Due to the stress on the healthcare and reporting infrastructure, the fatality and underreporting processes were very different across the two waves. Thus, we consider two separate phases of the pandemic, with wave 1 from April 1, 2020–January 31, 2021 and wave 2 starting on February 1, 2021. This definition is artificial and is guided by the fact that the national effective reproduction number (Reff) crossed unity for the first time in 2021 on February 14 and we allow a two-week incubation period before that date. Using daily time series of case, death and recovery counts we compare fatality rates and underreporting factors associated with the two time periods using the compartmental models. Further, using observed data from the two waves and the model-based underreporting factor estimates, we compute cumulative case and death counts for the total duration of waves 1 and 2. We multiply the wave-specific cumulative counts with relevant underreporting factors and sum over both waves to get combined counts of cases and deaths. The estimated numbers of cumulative deaths and infections provide us with a combined IFR estimate for India as of May 15.

Results

IFR estimates for wave 1 using seroprevalence surveys

The observed case fatality rate (CFR) in India is low. With 154,428 deaths and 10.76 million cases reported as of January 31, 2021 the estimated CFR for wave 1 is 1.435% (95% confidence interval 1.428–1.442%) [1]. The estimated number of infections from the January seroprevalence survey imply an approximate infection fatality rate of 0.09% (i.e. 154,428/172.47 M). The anecdotal underreporting factor for deaths (in the range of 2–5) implies an ad hoc estimate of IFR in the range of 0.19–0.45%.

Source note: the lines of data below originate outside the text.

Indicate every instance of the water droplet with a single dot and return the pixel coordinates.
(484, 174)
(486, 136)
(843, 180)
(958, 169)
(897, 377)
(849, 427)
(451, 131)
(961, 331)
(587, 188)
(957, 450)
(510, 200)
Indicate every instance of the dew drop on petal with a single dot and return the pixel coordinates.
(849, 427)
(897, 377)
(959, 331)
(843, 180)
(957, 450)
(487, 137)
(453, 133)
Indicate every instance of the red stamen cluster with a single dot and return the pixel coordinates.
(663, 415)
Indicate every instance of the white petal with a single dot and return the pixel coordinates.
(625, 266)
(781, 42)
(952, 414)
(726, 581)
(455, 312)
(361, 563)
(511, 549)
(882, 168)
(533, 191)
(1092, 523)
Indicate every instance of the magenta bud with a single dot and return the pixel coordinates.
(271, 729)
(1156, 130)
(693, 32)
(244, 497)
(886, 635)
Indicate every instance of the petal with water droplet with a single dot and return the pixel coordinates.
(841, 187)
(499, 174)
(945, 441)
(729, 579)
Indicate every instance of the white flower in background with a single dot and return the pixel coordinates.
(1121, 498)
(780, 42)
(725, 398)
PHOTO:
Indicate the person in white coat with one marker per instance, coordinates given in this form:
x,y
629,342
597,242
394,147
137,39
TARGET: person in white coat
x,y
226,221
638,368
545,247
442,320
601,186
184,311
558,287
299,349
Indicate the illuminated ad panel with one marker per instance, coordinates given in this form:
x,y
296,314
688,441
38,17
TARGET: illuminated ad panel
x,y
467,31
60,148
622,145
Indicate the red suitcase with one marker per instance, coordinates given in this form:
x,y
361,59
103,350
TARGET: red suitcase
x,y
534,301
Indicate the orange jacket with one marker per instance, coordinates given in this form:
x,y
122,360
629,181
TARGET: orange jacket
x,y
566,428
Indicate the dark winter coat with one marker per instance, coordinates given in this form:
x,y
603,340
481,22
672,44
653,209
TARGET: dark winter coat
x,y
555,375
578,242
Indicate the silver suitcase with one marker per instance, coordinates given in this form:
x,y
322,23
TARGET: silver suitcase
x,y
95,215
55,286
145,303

Estimates from epidemiological models

For wave 1 our estimate for the national IFR1 (observed cumulative deaths/estimated cumulative total infections) is 0.129% (95% CrI 0.125–0.134%) and IFR2 (estimated total cumulative deaths/estimated total cumulative infections) is 0.461% (95% CrI 0.455–0.468%) with an underreporting factor for cases estimated at 11.11 (95% CrI 10.71–11.47) and for deaths at 3.56 (95% CrI 3.48–3.64). These model-based estimates in wave 1 are largely consistent with the estimates from the latest and third nationwide seroprevalence study.

In wave 2, using the same model we see a stark contrast with wave 1, with case and death underreporting factor estimates escalate to 26.73 (95% CrI 24.26–28.81) and 5.77 (95% CrI 5.34–6.15) respectively, leading to IFR1 estimate of 0.032% (95% CrI 0.029–0.035%) and IFR2 estimate of 0.183% (95% CrI 0.18–0.186%). This pattern is consistent with wave 2 CFR being estimated at 0.845% (95% CrI 0.840–0.849%), 59% of wave 1 estimate.

Figure 1 shows underreporting factors and estimated infections and deaths in waves 1 and 2 for India while Fig. 2 highlights state-level variations in IFR1, IFR2, CFR for waves 1 and 2 for 20 states in India with large case/death counts.

Fig. 1.

Fig. 1

Comparison of observed and estimated case and death counts and associated underreporting factors from waves 1, 2 and both waves combined

Fig. 2.

Fig. 2

Forest plot of wave 1 and wave 2 infection fatality rates (IFR) and case fatality rates (CFR) associated with SARS-CoV-2 in various states in India. IFR1 is based on reported deaths whereas IFR2 estimates and includes the unreported deaths

Combining waves 1 and 2

The composite CFR as of May 15 stands at 1.1%. The estimate for total (reported + unreported) cumulative case count for waves 1 and 2 combined is 491.73 (95% CrI 453.03–524.56) million, while the estimated number of total (reported + unreported) deaths is 1216.35 (95% CrI 1154.21–1272.70) thousand. This leads to a combined IFR1 estimate of 0.06% and IFR2 estimate of 0.24%. Detailed numerical estimates of underreporting factors across states for waves 1 and 2 are presented in Additional file 1: Tables T1, T2 and T3 and Additional file 1: Figures S2 and S3.

Discussion

Despite accounting for underreported deaths, the large number of asymptomatic/undetected infections (more than 90% by any calculation) indicate a lower IFR in India in comparison with other Western countries. A meta-analysis across the world places the pooled mean of IFRs at 0.68% (95% CI: 0.53–0.82%) [6], while another meta-analysis places the median at 0.27% [7] (with a range of 0–1.63%). Seroprevalence surveys and epidemiologic models qualitatively agree on the estimated IFR for India for wave 1. Up to date serosurvey and excess death/mortality data are needed to validate wave 2 and combined estimates. The estimated number of total infections as of May 15 suggests roughly 36% of Indians have an active or past infection, a number that will need to be verified with synchronous sero-surveys.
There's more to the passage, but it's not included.